A study by Nurdalila et al. [142] that involved metabolite fingerprinting of E. fuscoguttatus infected with V. vulnificus had fascinating findings where omega 9 (ω-9) was found to be a potential biomarker for vibriosis in brown marbled groupers. Regulation of immune cell function by short-chain fatty acids with the host immune response and pathogen resistance may be influenced by fatty acids that play a significant role as demonstrated by human and animal studies, during ex vivo and in vitro experiments [143]. This study was essentially based on the speculation that fatty acids induce changes in immune responses by initiating various processes such as altering membrane fluidity, lipid peroxide formation, eicosanoid production, and gene regulation. With the combination of these processes and their effects on the immune system, dietary fatty acids influence pathogen clearance. In another study, omega-9 (ω-9) fatty acids have been proven to boost the high-density lipoprotein cholesterol while reducing low-density lipoprotein [144]. Omega-9 fatty acids are categorized as polyunsaturated fatty acid (PUFA), which regulates prostaglandin synthesis and induces wound healing.

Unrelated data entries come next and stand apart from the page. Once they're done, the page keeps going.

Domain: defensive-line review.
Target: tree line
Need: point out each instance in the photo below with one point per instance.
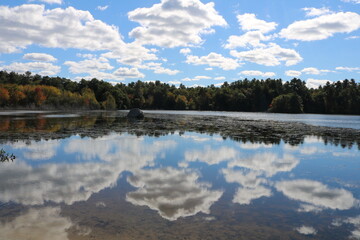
(35, 91)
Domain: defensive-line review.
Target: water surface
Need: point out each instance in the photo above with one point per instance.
(90, 176)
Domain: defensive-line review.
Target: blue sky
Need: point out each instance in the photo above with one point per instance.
(191, 42)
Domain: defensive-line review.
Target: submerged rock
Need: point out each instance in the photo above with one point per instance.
(135, 113)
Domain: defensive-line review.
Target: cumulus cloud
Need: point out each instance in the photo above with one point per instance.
(322, 27)
(102, 8)
(257, 73)
(348, 69)
(313, 12)
(248, 21)
(172, 193)
(25, 25)
(352, 1)
(42, 224)
(40, 57)
(306, 230)
(267, 162)
(315, 83)
(293, 73)
(249, 39)
(174, 23)
(196, 78)
(317, 194)
(272, 55)
(185, 51)
(314, 71)
(211, 156)
(214, 60)
(128, 73)
(88, 65)
(158, 68)
(42, 68)
(49, 1)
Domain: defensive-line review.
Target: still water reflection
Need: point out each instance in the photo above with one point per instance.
(105, 182)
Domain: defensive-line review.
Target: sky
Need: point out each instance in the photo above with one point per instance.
(193, 42)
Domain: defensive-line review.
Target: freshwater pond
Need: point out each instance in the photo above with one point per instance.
(101, 176)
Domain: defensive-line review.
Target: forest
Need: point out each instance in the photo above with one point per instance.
(27, 91)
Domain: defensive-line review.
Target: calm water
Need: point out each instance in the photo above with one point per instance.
(342, 121)
(76, 177)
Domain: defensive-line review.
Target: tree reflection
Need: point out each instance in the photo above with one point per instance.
(96, 124)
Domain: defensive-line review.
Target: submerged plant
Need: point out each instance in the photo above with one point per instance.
(6, 157)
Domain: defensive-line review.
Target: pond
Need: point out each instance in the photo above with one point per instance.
(98, 175)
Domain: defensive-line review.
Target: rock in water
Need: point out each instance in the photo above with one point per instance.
(135, 113)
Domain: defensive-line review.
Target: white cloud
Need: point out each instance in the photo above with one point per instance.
(317, 194)
(102, 8)
(89, 65)
(314, 71)
(352, 37)
(96, 67)
(293, 73)
(185, 51)
(349, 69)
(211, 156)
(214, 60)
(40, 57)
(249, 39)
(158, 68)
(248, 21)
(322, 27)
(42, 224)
(30, 24)
(174, 23)
(128, 73)
(42, 68)
(352, 1)
(272, 55)
(257, 73)
(49, 1)
(306, 230)
(174, 82)
(196, 78)
(315, 83)
(313, 12)
(308, 71)
(172, 193)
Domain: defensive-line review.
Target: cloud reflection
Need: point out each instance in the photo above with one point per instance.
(69, 183)
(211, 156)
(268, 162)
(251, 185)
(40, 224)
(172, 193)
(316, 195)
(42, 150)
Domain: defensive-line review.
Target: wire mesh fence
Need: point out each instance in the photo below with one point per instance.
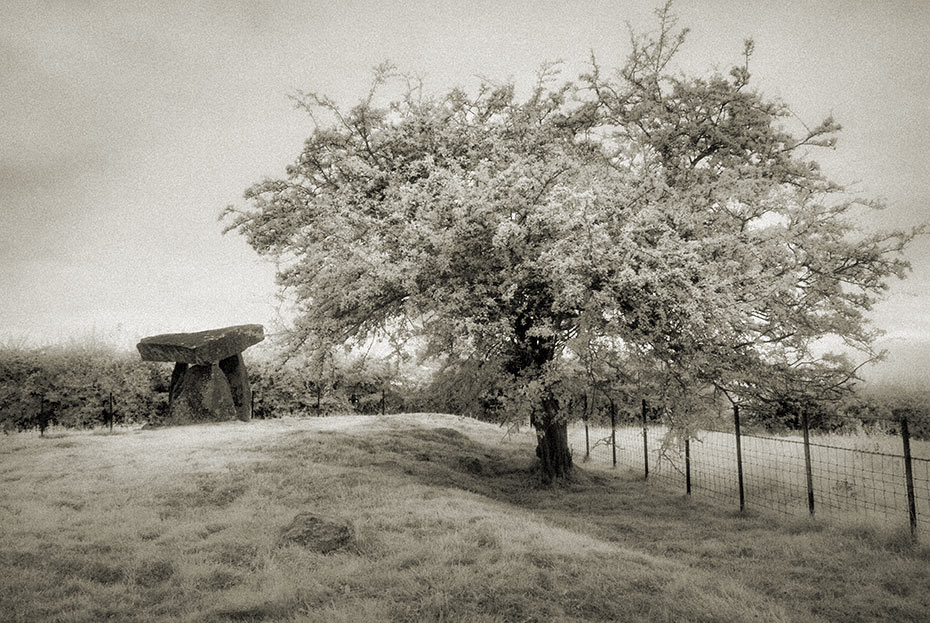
(880, 477)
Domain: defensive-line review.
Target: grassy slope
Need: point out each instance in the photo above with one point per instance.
(184, 524)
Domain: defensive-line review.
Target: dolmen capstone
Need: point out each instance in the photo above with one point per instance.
(209, 382)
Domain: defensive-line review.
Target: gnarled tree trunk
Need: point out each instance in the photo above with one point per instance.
(555, 457)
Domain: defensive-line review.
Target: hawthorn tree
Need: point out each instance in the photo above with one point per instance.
(625, 219)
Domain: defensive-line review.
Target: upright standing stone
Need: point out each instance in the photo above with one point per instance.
(209, 381)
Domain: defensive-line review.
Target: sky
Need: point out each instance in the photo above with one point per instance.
(127, 127)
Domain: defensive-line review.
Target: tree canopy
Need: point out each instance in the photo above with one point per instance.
(627, 224)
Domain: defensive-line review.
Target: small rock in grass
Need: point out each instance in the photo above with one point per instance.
(318, 534)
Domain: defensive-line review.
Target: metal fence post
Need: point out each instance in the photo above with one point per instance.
(909, 476)
(739, 458)
(688, 465)
(807, 462)
(645, 443)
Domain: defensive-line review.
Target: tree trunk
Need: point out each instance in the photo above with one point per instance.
(555, 458)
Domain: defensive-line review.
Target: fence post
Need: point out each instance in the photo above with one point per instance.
(587, 443)
(909, 476)
(688, 465)
(807, 461)
(739, 458)
(645, 444)
(613, 430)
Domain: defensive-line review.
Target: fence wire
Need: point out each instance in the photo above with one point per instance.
(853, 478)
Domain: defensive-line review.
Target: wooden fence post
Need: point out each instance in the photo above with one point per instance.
(688, 465)
(739, 458)
(807, 461)
(645, 443)
(613, 430)
(587, 443)
(909, 477)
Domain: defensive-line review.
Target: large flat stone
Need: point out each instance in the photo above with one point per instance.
(201, 347)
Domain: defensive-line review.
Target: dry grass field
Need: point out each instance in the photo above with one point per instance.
(185, 524)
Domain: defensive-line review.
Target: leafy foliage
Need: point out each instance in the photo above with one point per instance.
(73, 385)
(634, 228)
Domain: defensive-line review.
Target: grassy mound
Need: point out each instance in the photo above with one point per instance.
(185, 524)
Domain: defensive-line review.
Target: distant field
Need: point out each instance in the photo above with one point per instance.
(185, 524)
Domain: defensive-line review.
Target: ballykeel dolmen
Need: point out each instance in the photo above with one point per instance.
(209, 382)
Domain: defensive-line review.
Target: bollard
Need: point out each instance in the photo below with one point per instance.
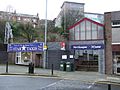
(109, 86)
(52, 69)
(7, 67)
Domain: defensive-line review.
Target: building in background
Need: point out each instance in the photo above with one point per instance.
(69, 14)
(72, 12)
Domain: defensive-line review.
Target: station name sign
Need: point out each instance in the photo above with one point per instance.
(88, 47)
(28, 47)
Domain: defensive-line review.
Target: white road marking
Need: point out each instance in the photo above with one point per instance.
(51, 84)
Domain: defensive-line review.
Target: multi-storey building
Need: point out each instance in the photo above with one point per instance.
(71, 12)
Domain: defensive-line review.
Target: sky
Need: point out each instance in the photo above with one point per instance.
(33, 7)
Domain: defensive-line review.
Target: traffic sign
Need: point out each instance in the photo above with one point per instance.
(26, 47)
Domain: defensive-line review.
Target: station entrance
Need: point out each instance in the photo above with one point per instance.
(87, 60)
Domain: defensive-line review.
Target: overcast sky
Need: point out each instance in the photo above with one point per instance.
(38, 6)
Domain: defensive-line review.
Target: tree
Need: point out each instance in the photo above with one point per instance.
(24, 32)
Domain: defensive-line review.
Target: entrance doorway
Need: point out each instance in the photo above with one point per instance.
(87, 60)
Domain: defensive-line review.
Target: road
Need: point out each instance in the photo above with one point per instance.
(45, 83)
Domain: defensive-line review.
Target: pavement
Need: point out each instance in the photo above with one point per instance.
(92, 77)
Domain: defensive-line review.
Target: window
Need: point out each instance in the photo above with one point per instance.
(100, 32)
(82, 30)
(77, 33)
(88, 30)
(94, 31)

This explains the relevance of ω-9 fatty acids being considered as a potential biomarker for vibriosis in brown-marbled groupers [145], which is also supported by a study on E. fuscoguttatus by Nurdalila et al. [142] that reported an increased concentration of ω-9 compared to omega-6 (ω-6).

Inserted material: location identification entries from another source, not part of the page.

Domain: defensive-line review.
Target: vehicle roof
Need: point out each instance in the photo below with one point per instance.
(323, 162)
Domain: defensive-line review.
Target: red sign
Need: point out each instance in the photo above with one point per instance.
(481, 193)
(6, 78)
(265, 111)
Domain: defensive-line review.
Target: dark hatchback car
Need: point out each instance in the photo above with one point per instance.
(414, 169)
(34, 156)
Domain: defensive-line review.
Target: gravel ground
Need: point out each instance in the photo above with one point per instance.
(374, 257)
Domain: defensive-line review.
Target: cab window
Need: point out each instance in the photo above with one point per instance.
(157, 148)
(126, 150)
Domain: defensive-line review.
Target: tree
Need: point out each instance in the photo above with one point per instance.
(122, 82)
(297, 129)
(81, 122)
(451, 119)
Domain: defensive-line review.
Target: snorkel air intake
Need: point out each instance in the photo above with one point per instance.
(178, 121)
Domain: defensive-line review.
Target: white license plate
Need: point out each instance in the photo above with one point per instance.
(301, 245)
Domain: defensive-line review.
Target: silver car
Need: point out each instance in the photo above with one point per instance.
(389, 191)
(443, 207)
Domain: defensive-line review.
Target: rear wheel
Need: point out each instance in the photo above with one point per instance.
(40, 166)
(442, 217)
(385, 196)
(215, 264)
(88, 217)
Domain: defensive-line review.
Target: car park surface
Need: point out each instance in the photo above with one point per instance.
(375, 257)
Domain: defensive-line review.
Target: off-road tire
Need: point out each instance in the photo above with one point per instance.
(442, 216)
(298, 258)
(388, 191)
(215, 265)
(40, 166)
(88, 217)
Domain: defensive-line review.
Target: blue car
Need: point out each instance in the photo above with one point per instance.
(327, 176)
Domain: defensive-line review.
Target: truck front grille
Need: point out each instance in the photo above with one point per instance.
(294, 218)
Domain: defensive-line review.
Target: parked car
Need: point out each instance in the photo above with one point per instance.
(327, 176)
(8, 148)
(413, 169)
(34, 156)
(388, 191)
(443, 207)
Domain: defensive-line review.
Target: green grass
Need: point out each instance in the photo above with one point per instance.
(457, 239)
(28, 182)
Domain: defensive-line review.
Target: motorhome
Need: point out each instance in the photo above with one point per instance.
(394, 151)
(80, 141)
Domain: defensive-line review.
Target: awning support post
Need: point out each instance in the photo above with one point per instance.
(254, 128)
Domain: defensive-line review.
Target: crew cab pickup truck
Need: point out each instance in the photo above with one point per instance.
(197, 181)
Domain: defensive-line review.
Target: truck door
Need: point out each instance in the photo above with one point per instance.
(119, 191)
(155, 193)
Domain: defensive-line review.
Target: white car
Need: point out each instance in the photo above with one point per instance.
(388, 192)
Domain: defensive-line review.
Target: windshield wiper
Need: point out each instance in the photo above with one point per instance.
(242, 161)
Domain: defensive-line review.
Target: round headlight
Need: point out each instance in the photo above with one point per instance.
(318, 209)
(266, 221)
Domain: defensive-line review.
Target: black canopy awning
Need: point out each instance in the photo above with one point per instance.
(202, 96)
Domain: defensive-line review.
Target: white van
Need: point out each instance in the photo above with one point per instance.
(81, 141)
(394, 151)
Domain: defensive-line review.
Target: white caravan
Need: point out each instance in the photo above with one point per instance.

Confirmation of biomarker identity is the major bottleneck in metabolomics investigations. What can be deduced from the various discussion regarding the roles of metabolites that are found to be notably upregulated or downregulated in the hosts and the roles they play inactivation of an immune response is that these amino acids collectively provide a chance to enhance further the existing approaches used to combat fish disease. For example, the fish feed can be improved in various ways where the metabolites that strengthen the immunity of fish can be incorporated into meals. Apart from that, knowledge about compounds that seemingly inhibit the immune response is also crucial for researchers to find a way around the inhibition so that the natural immune response of fish is not interrupted. There are many ways to apply a multi-omics approach in the aquaculture industry to enhance fish health and improve the current technologies involved in curbing the fish disease.